Ertuğruloğlu, BM Genel Sekreteri’nin Kıbrıs konusundaki Kişisel Temsilcisi Maria Angela Holguin Cuellar’dan beklentinin, 6 ayı beklemeden “ortak zemin yoktur” diye BM Genel Sekreterini doğru bilgilendirmesi olduğunu belirtti.
Dışişleri Bakanlığı’ndan yapılan açıklamaya göre Dışişleri Bakanı Ertuğruloğlu, Kıbrıs Genç TV’de Burhan Canbaz’ın güncel konularla ilgili sorularını yanıtladı, değerlendirmelerde bulundu.

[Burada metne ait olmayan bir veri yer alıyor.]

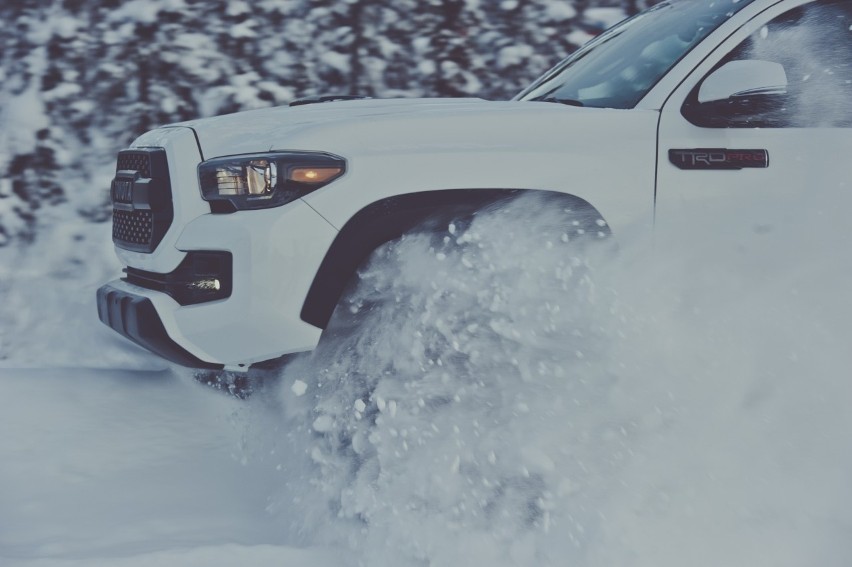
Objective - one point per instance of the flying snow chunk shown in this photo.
(299, 388)
(323, 424)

Ankara’ya yaptığı ziyaretle ilgili, “Kıbrıs konusunda adım adım Ankara ile beraber hareket ediliyor” diyen Ertuğruloğlu, “BM Genel Sekreteri’nin Kıbrıs konusundaki Kişisel Temsilcisi Maria Angela Holguin Cuellar’ın atanma sürecinin başından beri yaklaşımın; ortak zemin yoktur ve olmayacaktır da. Bu kadar açık konuşan biri olarak söylüyorum bunu” dedi.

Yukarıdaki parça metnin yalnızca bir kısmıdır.